Pero lo más grave lo vimos en El programa de Ana Rosa. Enviaron al reportero Jorge Luque a la puerta del edificio donde vive una de las hijas de Zapatero e indicó que la otra hermana vivía dos calles más abajo. Enseñaron la fachada y la calle de un barrio humilde y trabajador. Incluso revelaron la dirección. También enseñaron el parque donde las hermanas pasean a su perro. El reportero aseguró que las chicas estaban en casa en ese momento: “Estamos deseando encontrarlas para hacerles unas preguntas”, decía el reportero con tono desafiante. Había interrogado a los vecinos y explicaba que la mayoría no sabían que eran las hijas de Zapatero: “Ni siquiera el vecino de al lado, que es el que le recoge los paquetes”. Luque hizo salir a la dueña de la peluquería del lado del mismo portal. La peluquera explicó: “No quieren nada con nadie. No saludan.

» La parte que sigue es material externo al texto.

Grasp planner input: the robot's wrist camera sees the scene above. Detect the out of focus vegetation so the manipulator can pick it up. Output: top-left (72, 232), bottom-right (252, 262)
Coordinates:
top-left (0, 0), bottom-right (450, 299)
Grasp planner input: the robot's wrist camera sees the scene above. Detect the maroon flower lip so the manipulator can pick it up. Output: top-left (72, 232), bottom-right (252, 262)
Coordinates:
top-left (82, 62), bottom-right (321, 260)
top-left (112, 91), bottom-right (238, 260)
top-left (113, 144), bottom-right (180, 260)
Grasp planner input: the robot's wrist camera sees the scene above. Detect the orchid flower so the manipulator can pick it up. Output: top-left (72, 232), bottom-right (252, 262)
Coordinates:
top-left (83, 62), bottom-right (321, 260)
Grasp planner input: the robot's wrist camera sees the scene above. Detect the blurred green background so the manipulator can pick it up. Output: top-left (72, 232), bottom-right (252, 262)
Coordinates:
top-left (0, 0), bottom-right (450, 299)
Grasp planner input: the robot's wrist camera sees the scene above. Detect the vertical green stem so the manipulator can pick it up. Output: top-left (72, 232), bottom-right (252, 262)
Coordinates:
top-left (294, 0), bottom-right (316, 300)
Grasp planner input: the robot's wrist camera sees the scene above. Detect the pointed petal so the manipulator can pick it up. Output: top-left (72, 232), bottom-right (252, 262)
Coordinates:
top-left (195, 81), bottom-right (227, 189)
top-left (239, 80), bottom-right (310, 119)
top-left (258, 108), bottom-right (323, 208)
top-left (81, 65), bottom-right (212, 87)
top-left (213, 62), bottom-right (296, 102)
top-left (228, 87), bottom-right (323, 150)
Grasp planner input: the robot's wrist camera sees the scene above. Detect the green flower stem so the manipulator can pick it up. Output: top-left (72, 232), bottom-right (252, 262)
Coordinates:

Van muy rápido”. “¿Es timidez o altanería?”, preguntaba el periodista, que insistía en que se esperarían allí para poder hablar con ellas. Una hora más tarde, hicieron una segunda conexión. El reportero no se había movido del lado de los interfonos. La cámara volvía a enseñar la calle, el edificio y el parque. “Siguen viviendo aquí. Siguen durmiendo aquí. Nos lo confirman los vecinos”. Señaló la puerta del edificio y, con el brazo, indicó el camino exacto, de diez metros, que hacían cada día para subir a su coche, y reveló que últimamente lo hacían con prisas: “Debe ser que no les apetece pasear. Ya no sacan al perro. Y también debe ser por razones de seguridad. Con la crispación que hay en este país y la que ellas tienen encima, pues no debe ser aconsejable que vayan solas. De hecho, el cartel de su empresa ya ha sido vandalizado”, destacaba. Insistía en el vandalismo como prueba del malestar contra ellas y los riesgos que eso tenía. Un acto de cinismo feroz, porque aquella conexión atentaba contra la privacidad y la seguridad de las hermanas Zapatero. Deshumanizarlas y ponerlas en peligro no es inocente. Es la línea de ataque que más duele a Zapatero.